The life of a Kenyan in 2021 is a big data-mining game. Personal information is shared in the course of financial transactions for e-commerce and dial-deliveries which have now become the norm due to the influx of motorcycles.
The result of this data-mining game is the many complaints, mostly on social media, by people about the unsolicited marketing messages they receive.
These complaints usually describe how one’s personal information was used for direct marketing after they paid for the service or goods using mobile money.
Other complaints range on the question of how the businesses marketing their products got the recipient’s contacts.
The genesis of these complaints are rogue businesses and content service providers who refuse to follow the law and use unorthodox methods to get people’s personal information.
Courtesy of anti-terrorism security laws such the Private Security Regulation Act of 2016, guards manning buildings have the power to record and temporarily withhold identification documents.
While this law limits their use of the information to security purposes, there is no requirement for systems within private security companies that ensure that data protection principles are adhered to.
Due to the Covid-19 pandemic, the Ministry of Health mandated the introduction of passenger manifests for Public Service Vehicles travelling beyond 50 kilometres and attendance registers for places of worship.
All these laws add to situations where Kenyans have to share their personal information for legitimate purposes but the information gets misused.

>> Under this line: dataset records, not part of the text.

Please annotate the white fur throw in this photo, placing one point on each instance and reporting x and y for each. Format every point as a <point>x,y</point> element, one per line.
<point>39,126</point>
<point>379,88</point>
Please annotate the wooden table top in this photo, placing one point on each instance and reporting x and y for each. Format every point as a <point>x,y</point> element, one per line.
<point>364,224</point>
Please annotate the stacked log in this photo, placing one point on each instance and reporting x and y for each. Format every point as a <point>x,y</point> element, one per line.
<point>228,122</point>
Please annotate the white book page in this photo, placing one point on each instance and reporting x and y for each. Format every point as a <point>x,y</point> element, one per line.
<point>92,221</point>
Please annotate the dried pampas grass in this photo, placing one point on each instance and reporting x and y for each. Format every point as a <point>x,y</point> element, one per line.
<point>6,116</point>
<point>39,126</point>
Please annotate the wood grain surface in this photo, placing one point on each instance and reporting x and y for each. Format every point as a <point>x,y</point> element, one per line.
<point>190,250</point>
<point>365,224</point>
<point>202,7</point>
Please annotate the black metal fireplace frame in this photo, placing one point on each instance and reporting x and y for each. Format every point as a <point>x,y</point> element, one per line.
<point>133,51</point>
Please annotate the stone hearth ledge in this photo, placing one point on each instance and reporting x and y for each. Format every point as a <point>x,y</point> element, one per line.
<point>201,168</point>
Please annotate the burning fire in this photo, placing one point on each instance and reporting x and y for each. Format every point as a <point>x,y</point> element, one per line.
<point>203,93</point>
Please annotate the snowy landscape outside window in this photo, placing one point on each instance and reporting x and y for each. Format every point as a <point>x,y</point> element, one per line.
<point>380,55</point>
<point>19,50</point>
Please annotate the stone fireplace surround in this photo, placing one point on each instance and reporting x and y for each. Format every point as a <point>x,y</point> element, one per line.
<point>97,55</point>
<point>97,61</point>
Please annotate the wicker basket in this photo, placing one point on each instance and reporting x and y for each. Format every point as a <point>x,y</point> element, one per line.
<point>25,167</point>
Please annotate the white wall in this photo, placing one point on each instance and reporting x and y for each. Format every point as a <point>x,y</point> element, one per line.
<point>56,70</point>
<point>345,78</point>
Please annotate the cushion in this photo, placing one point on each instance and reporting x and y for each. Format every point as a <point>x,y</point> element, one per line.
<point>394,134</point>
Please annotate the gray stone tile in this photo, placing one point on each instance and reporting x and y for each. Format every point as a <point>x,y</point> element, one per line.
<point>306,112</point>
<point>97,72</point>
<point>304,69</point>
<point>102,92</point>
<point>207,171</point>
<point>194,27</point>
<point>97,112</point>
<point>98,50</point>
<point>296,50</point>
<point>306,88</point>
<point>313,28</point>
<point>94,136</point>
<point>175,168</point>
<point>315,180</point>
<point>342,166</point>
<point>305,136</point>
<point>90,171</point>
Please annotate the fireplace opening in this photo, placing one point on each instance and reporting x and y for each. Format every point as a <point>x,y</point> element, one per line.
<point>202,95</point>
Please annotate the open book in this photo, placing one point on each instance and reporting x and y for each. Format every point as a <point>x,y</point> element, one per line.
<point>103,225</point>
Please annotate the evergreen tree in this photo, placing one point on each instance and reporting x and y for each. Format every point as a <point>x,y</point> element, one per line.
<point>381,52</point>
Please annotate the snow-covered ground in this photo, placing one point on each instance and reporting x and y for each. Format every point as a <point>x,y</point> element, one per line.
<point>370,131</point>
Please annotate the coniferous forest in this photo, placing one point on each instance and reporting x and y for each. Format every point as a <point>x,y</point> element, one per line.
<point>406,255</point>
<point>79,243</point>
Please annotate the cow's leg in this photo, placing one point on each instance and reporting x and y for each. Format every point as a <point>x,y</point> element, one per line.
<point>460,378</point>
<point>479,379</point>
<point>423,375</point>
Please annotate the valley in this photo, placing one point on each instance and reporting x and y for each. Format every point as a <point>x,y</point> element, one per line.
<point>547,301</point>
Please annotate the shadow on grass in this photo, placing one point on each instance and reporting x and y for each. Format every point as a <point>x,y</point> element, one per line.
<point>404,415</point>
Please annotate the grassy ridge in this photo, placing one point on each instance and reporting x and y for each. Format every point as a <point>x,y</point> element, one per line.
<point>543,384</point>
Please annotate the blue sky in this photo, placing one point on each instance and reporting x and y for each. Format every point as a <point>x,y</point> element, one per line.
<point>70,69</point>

The Constitution and the Data Protection Act provide adequate remedies for this menace but the problem seems to be more complex because of two reasons.
First, the lack of awareness by citizens and secondly, impunity by entities that process personal information.
A 2019 study by Ipsos on behalf of the Centre for International Governance Innovation (CIGI) found that only 44 percent of Kenyans are concerned about their online privacy.
In 2021, an opinion poll jointly commissioned by Amnesty International Kenya and the Open Institute conducted by Infotrak and Research Consulting Limited found that only 54 percent of Kenyans are aware of their right to privacy.
The right to privacy ranked fifteenth in the order of issues Kenyans are aware of while 70 percent were still unaware of the Data Protection Act.
With such a high population unaware of their rights under the law, rogue businesses continue to act with impunity with the confidence that they might not be reported to the newly established Office of the Data Protection Commissioner.
On direct marketing, the Data Protection Act states that personal data shall not be used for commercial purposes unless express consent has been sought and obtained from the recipient.
The Act further describes consent as any manifestation of express, unequivocal, free, specific and informed indication of an individual’s signifying agreement to the process of their personal data.
Recently, the Data Protection Commissioner and the Cabinet Secretary in the Ministry of ICT, Innovation and Youth Affairs established the Task Force on the Development of the Data Protection Regulations.
Opt-out versus Opt-in
The task force developed draft General Regulations stating that an entity may use personal data concerning an individual for the purpose of direct marketing only if they have collected the personal data from the individual, notified them of the purpose for collection, and the individual has consented to the use.
The business will also be required to provide a simple opt-out mechanism.
Many businesses justify unsolicited messages by arguing that they have provided an opt-out mechanism but the Kenyan law actually requires an individual to opt-in.
This is a different approach from Europe where the ePrivacy Directive allows a limited exemption from the strict opt-in requirement for direct marketing by electronic mail to individuals whose details the business obtained ‘in the context of the sale of a product or service’. This exemption, however, limits the direct marketing to similar products or services only.
Since it seems people’s personal information is everywhere and its collection is not stopping soon, the best thing that can be done to remedy the situation is to create a culture of adherence to data protection laws, especially through purpose limitation.
Businesses should learn to use personal information for the sole reason they acquired it for. If they acquired it in the course of a mobile money payment transaction, the information should not be used for marketing purposes unless the individual expressly opted in and gave consent for direct marketing.
The Office of the Data Protection Commissioner on the other hand needs to work on citizen awareness.
This will enable more people to report on data protection infringements which will eventually lead to them issuing penalty notices to businesses that do not follow opt-in for direct marketing as required by law.